Science and Engineering in Derby and Derbyshire

5 Dimensions

(Picture-“5” by Svenwerk )

Scientific research is a diverse world. There are people trying to solve climate change, people working on an alphabet of diseases, and people working on technology that most of us can barely imagine. As different as all those disciplines are though, the research will all have some things in common.

Generally when people say ‘science’ they are referring to those three subjects which are bunched together as ‘science’ in most schools: Biology, Chemistry and Physics. Subject wise this isn’t all that far from the world of research, as most areas are a subset of one or two of those three areas. So for example from a single subject Zoology and Botany are types of Biology, whilst Engineering and Astrophysics are subsets of Physics. Whilst Forensic Science is a mix of Chemistry and Biology (and oftentimes Physics too), and Geology is a mix of Chemistry and Physics. Being related to the ‘science’ subjects isn’t the whole story though.

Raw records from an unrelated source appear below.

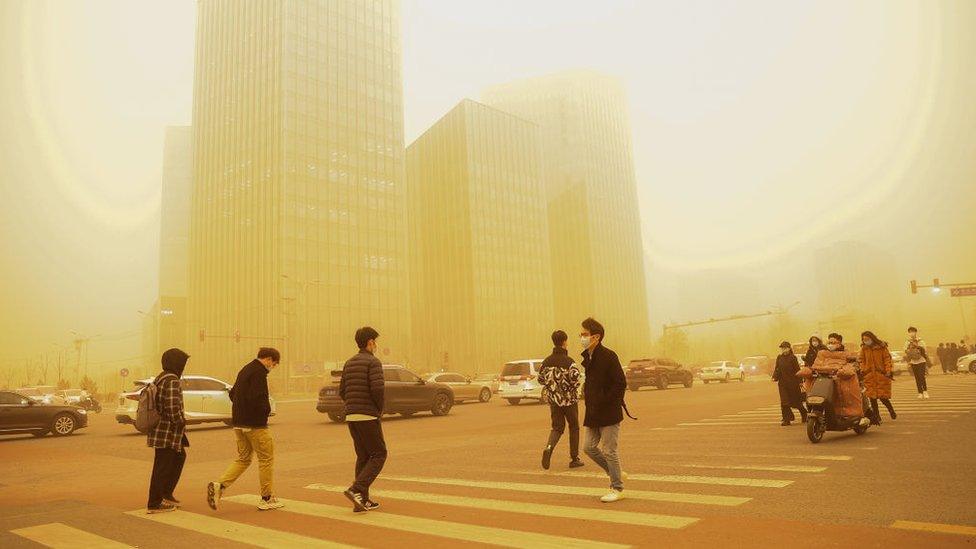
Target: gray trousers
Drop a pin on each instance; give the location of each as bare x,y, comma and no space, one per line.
606,457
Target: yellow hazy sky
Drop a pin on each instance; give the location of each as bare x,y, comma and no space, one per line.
761,128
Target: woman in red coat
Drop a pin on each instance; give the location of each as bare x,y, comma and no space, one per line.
875,365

The Science Council defines science as:

“the pursuit of knowledge and understanding of the natural and social world following a systematic methodology based on evidence.”

In other words, how you do it is just as important as what you do.

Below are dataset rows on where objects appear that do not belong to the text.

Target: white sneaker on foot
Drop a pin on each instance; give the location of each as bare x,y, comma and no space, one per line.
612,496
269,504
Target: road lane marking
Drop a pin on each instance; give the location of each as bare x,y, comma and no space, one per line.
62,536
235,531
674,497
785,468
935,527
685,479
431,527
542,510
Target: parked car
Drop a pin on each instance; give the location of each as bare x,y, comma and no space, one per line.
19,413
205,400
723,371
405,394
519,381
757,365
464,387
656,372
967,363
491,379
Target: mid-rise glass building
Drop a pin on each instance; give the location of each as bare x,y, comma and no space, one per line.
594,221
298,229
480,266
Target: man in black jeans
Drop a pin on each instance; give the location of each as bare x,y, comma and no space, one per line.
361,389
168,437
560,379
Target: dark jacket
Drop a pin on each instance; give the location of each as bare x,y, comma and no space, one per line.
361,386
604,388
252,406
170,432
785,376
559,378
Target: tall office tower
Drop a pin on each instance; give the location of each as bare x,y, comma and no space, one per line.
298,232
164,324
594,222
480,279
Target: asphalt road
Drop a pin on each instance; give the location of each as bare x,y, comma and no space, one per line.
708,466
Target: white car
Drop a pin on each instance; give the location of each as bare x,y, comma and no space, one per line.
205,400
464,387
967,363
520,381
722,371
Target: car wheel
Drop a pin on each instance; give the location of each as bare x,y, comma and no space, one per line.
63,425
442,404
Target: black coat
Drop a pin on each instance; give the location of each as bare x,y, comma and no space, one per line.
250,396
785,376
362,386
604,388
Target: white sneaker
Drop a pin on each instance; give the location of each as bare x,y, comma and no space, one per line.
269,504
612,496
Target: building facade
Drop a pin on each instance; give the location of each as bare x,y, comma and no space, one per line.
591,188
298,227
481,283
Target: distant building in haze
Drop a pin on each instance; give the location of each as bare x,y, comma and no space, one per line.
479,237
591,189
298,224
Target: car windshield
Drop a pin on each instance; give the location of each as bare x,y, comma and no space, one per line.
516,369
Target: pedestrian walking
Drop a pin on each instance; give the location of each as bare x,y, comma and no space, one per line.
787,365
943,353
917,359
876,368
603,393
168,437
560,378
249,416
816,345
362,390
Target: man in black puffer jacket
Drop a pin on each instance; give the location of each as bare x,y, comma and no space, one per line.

There are some core components to any kind of science from Fluid Dynamic Engineering to Occupational Psychology…

Hypothesis
If you look in a dictionary will likely find two definitions of hypothesis. The definition that scientific research is interested in is:

“a tentative assumption made in order to draw out and test its logical or empirical consequences”.

This is essentially a prediction of what you think is going to happen. Research will usually work with two hypotheses. The first hypothesis is called the Null Hypothesis. This is a slightly strange prediction, because it is forecasting that nothing will happen, or that if anything does happen it was just down to chance. This is because scientists are cautious people. They’ll get excited when they’ve actually opened the birthday present, and not before. So research is planned from the assumption that nothing is going to happen.

The second hypothesis, is called the Alternate Hypothesis. This is the one that all those cautious researchers secretly hope will win out. This hypothesis predicts that something will happen, and that it isn’t because of chance. The hypotheses are important to give a framework for what the researchers are investigating. It keeps them on track, and stops them being distracted by new shiny things that they find along the way.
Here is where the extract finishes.